The sound levels recorded in our sample demonstrated that peaks >45 dBA during daytime and nighttime are, respectively, equal to 99.9% and 98.6% of all readings. The Environmental Protection Agency/World Health Organization recommended thresholds for both day (45 dBA) and night (35 dBA). Sound levels reached "toxic levels" when sound-generating activities were performed by nurses and physicians.
重症监护病房中适当的声强和光照水平有助于维持患者的正常生理功能。高强度的声音会扰乱患者正常的睡眠结构,导致听力损伤,并引发谵妄。重症监护病房的患者经常报告睡眠质量差,部分原因是环境造成的。

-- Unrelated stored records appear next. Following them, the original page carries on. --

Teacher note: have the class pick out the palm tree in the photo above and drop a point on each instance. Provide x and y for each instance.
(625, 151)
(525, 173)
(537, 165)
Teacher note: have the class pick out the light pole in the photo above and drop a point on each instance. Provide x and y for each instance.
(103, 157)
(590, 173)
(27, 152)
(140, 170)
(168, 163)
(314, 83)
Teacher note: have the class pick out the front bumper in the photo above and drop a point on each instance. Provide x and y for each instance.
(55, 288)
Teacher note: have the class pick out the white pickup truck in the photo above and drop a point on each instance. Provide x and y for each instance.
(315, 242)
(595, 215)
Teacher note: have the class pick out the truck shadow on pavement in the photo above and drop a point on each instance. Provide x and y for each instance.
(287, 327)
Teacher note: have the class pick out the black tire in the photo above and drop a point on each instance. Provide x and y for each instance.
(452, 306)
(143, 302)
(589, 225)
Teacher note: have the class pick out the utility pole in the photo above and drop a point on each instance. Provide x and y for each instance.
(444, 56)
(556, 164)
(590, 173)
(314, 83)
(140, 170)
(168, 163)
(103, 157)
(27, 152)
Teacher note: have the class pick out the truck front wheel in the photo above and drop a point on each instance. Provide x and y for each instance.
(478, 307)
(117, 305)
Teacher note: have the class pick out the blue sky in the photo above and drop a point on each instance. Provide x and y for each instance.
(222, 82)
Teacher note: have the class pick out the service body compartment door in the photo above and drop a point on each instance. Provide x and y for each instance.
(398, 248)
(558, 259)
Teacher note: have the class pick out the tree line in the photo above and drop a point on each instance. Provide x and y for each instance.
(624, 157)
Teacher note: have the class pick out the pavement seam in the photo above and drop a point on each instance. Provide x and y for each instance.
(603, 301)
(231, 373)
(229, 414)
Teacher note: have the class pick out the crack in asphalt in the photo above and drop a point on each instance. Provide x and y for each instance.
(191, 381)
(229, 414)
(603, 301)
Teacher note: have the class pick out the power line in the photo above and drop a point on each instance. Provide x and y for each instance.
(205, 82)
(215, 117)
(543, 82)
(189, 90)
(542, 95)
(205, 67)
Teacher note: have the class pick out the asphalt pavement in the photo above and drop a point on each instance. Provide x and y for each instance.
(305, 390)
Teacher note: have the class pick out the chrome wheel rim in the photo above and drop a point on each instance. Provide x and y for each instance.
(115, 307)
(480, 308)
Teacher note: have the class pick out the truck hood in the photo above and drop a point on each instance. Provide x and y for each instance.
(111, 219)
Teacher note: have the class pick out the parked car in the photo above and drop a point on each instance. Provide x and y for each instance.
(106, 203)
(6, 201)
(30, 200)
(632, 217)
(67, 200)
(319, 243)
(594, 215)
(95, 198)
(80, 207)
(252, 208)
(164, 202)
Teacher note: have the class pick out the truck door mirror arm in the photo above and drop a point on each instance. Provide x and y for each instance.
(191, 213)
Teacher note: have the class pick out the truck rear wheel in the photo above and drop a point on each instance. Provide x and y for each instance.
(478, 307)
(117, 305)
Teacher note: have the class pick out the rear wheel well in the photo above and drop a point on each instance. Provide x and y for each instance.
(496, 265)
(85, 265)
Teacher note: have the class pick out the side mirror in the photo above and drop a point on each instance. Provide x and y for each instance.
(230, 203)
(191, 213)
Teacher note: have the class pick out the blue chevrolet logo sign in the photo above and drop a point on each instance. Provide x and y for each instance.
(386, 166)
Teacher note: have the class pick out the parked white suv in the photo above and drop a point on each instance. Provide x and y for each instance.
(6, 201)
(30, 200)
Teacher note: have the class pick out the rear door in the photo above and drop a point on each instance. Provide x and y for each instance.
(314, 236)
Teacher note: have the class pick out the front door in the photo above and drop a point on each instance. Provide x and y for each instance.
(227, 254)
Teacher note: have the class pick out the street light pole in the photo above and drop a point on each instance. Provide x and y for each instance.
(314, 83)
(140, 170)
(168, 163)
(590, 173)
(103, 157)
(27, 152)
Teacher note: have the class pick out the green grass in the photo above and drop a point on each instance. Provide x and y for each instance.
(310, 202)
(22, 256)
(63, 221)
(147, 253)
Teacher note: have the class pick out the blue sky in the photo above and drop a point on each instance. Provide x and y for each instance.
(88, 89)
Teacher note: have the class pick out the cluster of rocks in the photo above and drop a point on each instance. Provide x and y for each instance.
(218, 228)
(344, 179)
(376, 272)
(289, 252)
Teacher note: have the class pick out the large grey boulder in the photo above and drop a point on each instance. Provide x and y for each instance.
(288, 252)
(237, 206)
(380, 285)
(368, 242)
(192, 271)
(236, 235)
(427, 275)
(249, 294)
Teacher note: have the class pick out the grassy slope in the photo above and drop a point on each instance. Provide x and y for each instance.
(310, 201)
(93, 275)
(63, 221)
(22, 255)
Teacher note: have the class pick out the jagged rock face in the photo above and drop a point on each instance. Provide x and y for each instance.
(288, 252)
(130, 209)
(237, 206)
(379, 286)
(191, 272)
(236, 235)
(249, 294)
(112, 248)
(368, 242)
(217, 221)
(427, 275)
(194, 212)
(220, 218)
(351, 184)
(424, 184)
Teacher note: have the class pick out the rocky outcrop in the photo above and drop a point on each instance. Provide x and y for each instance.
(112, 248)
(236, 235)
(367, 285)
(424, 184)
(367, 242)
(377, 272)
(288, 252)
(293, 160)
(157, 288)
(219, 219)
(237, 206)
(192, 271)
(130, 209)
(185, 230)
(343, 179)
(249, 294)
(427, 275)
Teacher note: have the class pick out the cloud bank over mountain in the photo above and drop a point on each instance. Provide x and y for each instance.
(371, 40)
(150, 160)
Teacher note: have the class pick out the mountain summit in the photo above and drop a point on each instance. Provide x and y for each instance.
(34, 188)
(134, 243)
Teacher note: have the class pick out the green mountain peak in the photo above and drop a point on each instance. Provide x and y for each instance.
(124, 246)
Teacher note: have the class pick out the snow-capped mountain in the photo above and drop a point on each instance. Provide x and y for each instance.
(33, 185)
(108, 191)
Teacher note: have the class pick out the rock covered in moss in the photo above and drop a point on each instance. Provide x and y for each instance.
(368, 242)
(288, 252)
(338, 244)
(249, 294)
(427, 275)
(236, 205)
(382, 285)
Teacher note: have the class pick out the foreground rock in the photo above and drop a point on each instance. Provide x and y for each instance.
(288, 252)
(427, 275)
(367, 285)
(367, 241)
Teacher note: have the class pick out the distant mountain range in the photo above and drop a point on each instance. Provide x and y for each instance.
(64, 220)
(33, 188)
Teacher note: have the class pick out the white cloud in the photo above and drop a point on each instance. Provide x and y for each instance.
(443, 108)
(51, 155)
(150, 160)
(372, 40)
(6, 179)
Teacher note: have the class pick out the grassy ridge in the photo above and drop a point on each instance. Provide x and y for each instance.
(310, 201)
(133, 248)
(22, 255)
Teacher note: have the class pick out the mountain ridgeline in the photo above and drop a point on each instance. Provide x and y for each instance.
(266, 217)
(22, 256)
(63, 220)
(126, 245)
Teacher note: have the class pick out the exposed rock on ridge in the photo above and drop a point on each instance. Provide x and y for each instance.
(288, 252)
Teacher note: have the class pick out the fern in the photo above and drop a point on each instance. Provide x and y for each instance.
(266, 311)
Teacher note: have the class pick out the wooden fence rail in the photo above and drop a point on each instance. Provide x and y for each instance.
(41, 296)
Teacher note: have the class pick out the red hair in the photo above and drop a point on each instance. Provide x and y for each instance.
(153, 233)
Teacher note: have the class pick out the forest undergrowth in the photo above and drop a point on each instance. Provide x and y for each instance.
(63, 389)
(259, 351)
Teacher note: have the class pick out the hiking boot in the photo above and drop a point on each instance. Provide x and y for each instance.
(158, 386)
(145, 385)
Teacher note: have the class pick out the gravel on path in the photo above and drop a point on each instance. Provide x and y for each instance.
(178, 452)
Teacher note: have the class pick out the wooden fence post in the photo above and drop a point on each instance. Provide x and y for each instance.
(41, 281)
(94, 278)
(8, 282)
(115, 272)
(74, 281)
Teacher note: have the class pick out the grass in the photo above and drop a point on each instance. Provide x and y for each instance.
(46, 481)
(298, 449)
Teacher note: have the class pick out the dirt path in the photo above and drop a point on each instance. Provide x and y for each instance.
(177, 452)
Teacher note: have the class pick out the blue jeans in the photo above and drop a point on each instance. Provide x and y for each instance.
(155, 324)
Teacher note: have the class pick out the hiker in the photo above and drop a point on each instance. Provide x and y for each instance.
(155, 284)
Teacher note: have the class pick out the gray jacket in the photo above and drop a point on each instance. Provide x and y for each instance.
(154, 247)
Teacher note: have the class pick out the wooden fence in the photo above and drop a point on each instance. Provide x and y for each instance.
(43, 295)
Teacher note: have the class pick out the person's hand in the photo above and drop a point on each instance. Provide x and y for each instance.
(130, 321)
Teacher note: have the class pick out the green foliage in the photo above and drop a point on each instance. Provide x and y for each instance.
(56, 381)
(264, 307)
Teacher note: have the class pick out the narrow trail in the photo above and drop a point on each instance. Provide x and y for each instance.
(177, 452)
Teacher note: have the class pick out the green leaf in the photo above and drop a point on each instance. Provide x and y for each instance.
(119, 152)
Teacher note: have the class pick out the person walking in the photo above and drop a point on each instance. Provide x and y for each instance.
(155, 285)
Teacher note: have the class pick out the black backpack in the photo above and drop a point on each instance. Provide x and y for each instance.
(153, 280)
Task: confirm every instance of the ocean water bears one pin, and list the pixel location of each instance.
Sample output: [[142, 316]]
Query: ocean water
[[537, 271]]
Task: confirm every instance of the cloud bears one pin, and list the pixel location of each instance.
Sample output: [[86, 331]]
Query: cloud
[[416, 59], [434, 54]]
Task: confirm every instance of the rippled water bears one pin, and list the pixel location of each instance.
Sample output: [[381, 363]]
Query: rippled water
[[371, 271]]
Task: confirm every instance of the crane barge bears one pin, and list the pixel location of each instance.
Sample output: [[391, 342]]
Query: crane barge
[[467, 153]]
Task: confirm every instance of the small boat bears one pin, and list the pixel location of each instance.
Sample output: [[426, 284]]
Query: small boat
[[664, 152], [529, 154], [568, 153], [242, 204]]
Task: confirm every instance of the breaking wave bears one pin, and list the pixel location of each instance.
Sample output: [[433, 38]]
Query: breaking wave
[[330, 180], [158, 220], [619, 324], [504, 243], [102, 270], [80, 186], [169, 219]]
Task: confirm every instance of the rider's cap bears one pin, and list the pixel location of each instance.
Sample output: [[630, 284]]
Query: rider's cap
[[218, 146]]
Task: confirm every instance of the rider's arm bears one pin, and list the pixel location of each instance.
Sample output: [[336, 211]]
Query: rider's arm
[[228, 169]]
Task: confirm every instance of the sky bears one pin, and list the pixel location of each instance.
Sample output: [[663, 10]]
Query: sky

本研究旨在记录意大利一间无窗重症监护病房的声压和光照污染水平,该病房没有自然光。
采用分贝 A(dBA)测量每 10 秒的声级。对声级超过 45、50、60、65、70、75、80 和 85 dBA 的次数进行分析,以获得声压峰值。连续每 10 秒进行一次光照测量。对光照强度超过 100、200、300、400 和 500 lux 的次数进行分析,以获得光照峰值。
研究期间的总体中位数声级为 54.60(四分位距 [IQR],51.70-57.70)dBA。白天的中位数声级为 56.00(IQR,53.00-59.50)dBA,夜间的中位数声级为 53.00(IQR,49.50-55.20)dBA(P<0.001)。总体中位数光照强度为 114(IQR,0-225)lux。白天的中位数光照强度为 184(IQR,114-293)lux,夜间的中位数光照强度为 0(IQR,0-50)lux(P<0.001)。就病房照明而言,白天和夜间分别有 12.6%和 41%的时间“无灯”。
我们样本记录的声级表明,白天和夜间分别有 99.9%和 98.6%的声级超过 45 dBA。环境保护署/世界卫生组织推荐白天(45 dBA)和夜间(35 dBA)的阈值。当护士和医生进行产生噪音的活动时,声级达到了“有毒水平”。